Location
- Country: Canada
- Province: British Columbia

Physical characteristics
- Source: Sooke Lake
- • coordinates: 48°33′20.1″N 123°41′49.2″W﻿ / ﻿48.555583°N 123.697000°W
- Mouth: Sooke Harbour
- • location: Sooke

= Sooke River =

River on Vancouver Island, Canada

The Sooke River is a river in British Columbia, Canada, located on the south tip of Vancouver Island, west of Victoria. The river is known for its naturally occurring potholes, which are popular spots for swimming and are one of the main attraction of both Sooke Potholes Provincial Park and Regional Park. It is the second largest river in southern Vancouver Island.

== Etymology ==
The name of the river comes from the name of the indigenous inhabitants of the area, the T'Sou-ke Nation. Their name is said to come from the presence of Stickleback fish that were found at the mouth of the Sooke River. This is also the origin for the names of the town of Sooke as well as Sooke Harbour.

== Course ==
The source of the river begins at Sooke Lake. In 1915, the Sooke Lake Reservoir was constructed at the outlet of the lake, diverting a portion of water from the Sooke River to the Sooke Flowline for the purpose of providing drinking water to Greater Victoria. The Sooke Flowline has been succeeded by the opening of the Kapoor Tunnel.

From the reservoir, the river flows southwards, snaking its way through the valleys of the Sooke Hills. Approximately 2km south of the lake, the Sooke River runs through Kapoor Regional Park. Leechtown, an abandoned 19th century gold mining town, is near the park, where the Sooke river meets the Leech river.

The river continues south as it reaches the Sooke potholes; a collection of rock pools that dot the Sooke riverbed. These naturally occurring pools were created during the last ice age, as large boulders were lodged within the canyon and were swirled around by the rushing river, slowly carving out the potholes that exist today. When the river level drops in the summer, these natural pools become a popular swimming spot for locals. This part of the river is flanked on its east side by Sooke Potholes Regional Park. Further down, the park is flanked on both sides by Sooke Potholes Provincial Park, although the river itself is not part of the provincial park.

Further south, the river exits the Sooke Hills and runs through the town of Sooke. Here it passes along side many local parks, such as Sunriver Nature Trail Park and Sooke River Park. Finally, the river passes under a bridge carrying the West Coast (Sooke) Highway, before emptying into Sooke Harbour.

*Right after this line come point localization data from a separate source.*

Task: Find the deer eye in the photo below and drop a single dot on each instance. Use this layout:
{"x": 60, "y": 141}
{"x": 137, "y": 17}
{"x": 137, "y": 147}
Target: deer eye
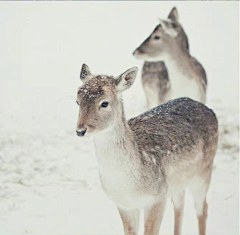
{"x": 104, "y": 104}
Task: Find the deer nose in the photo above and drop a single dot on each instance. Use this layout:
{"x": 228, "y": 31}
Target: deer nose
{"x": 81, "y": 132}
{"x": 137, "y": 52}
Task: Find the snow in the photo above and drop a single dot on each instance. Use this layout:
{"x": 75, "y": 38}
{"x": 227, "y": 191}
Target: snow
{"x": 48, "y": 176}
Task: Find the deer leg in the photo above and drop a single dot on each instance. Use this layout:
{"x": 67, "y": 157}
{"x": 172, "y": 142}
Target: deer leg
{"x": 153, "y": 218}
{"x": 178, "y": 201}
{"x": 130, "y": 219}
{"x": 199, "y": 189}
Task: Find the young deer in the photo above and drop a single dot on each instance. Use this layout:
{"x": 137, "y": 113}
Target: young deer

The abandoned Canadian Northern Pacific Railway runs along side much of the east side of the Sooke River, from the town of Sooke to Leechtown. The old rail right-of-way has since been converted to become part of the multi-use Galloping Goose Trail.

== Wildlife ==

The Sooke River is an important river for both Chinook Salmon and Coho Salmon, who use the river as a spawning site every fall.